Dalla cima di quel colle, Ares ed Eris riuscivano a vedere tutto.
E ovviamente, videro anche i bambini del villaggio.
Se ne stavano tutti insieme fuori dalle mura, all’ombra di un agrumeto; fanciulli dai cinque ai dodici anni circa che, lontani dal molesto via vai degli adulti, giocavano senza pensieri e senza sorveglianza. Nel gruppo vigeva l’autogestione e la regola, per i più grandi, di badare ai più piccoli. E per il momento, la situazione era molto tranquilla e tutti si stavano divertendo.
«Sono laggiù» Ares puntò il dito.
«Lo so, li ho visti. Uhmm…» Eris si afferrò il mento, pensierosa. «Così non va bene. Dobbiamo spingerli in fondo all’agrumeto.»
«Cosa? Perché?»
«Perché ora sono troppo vicini al villaggio, stupido!» La Dea diede una pacca al fratello, dietro alla testa.
«Ahia!»
«Dobbiamo spingerli in fondo, così possiamo giocare con loro senza che nessuno ci senta.»
«D’accordo!» Ares annuì e fece per scendere giù dalla collina, ma la sorella lo afferrò per il braccio.
«Aspetta!
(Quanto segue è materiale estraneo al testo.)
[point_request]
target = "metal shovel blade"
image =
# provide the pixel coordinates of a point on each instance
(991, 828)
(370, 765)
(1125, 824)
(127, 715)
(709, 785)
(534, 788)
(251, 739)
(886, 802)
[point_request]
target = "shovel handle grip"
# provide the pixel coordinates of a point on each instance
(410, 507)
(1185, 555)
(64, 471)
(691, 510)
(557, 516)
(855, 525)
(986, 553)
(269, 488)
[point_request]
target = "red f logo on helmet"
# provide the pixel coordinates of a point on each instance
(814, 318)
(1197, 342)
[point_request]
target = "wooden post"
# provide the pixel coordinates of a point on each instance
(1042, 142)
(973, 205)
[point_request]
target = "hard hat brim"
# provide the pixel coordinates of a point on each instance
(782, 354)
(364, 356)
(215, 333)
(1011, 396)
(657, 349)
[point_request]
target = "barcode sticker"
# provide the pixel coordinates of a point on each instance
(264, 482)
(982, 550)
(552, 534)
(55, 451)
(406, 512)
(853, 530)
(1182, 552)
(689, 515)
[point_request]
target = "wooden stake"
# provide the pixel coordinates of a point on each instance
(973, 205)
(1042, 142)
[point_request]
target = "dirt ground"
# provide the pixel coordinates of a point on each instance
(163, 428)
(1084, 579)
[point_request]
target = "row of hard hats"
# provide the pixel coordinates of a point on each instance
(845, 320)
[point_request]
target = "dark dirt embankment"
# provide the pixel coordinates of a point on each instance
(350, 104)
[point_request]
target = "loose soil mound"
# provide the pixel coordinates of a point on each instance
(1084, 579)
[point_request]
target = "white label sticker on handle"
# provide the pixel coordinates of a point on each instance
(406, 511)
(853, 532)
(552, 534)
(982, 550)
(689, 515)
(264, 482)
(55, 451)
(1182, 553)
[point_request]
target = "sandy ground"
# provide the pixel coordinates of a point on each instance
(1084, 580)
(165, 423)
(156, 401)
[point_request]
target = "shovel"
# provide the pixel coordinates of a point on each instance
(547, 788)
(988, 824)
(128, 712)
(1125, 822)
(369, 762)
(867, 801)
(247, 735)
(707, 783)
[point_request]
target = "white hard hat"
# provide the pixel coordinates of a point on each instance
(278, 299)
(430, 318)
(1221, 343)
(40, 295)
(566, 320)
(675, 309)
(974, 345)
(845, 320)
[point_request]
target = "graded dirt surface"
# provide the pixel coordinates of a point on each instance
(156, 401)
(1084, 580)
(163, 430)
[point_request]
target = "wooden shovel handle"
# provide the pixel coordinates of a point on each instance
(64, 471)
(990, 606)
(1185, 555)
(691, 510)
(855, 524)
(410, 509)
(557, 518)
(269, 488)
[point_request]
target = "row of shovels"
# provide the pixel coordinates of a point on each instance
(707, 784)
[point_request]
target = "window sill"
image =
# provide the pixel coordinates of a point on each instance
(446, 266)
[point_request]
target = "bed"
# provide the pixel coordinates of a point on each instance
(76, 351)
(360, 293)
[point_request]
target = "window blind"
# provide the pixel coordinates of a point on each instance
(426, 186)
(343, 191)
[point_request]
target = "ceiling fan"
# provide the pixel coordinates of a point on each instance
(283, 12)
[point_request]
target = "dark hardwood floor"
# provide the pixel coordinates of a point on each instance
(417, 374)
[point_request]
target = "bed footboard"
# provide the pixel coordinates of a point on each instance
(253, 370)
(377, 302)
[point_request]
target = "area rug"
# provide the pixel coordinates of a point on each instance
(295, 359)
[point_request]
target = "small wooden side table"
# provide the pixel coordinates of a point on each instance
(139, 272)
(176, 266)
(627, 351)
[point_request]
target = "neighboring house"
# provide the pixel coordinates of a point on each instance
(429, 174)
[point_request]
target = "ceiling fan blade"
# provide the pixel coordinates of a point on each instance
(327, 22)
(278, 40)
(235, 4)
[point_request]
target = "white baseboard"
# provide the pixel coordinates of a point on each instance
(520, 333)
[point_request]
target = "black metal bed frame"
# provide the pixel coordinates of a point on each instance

Non possiamo andare così! Scapperebbero!» Eris strizzò gli occhi, in un moto di sforzo. Le sue alette nere scomparvero; la luce dorata che le cingeva il corpo si spense. «Su! Fallo anche tu!»
Ares – che, a differenza della gemella, non aveva ali da far scomparire – si concentrò e represse il proprio bagliore divino. «Così?»
«Perfetto!» Eris sorrise. «Ora sembriamo due mortali anche noi!»
«A me non piace sembrare un mortale…» mugugnò lui, guardandosi insoddisfatto le braccia. Eris non gli diede corda. Lo prese per mano e ridacchiò eccitata, restituendogli all’istante il sorriso. Quindi i due trotterellarono giù dalla collinetta e, nascosti nell’erba alta come lupi pronti ad attaccare, strisciarono lateralmente stando attenti a non farsi vedere dagli adulti. Dovevano raggiungere l’agrumeto senza dare nell’occhio e così fecero, serpeggiando tra gli aranci e i limoni, e sbucando infine alle spalle del gruppetto di bambini.
«Ciao!» esclamò Eris, portandosi infantilmente le mani dietro alla schiena. «Vogliamo giocare con voi!»
Tutti i bambini si girarono a guardare i nuovi arrivati. I più grandi li squadrarono dalla testa ai piedi con diffidenza.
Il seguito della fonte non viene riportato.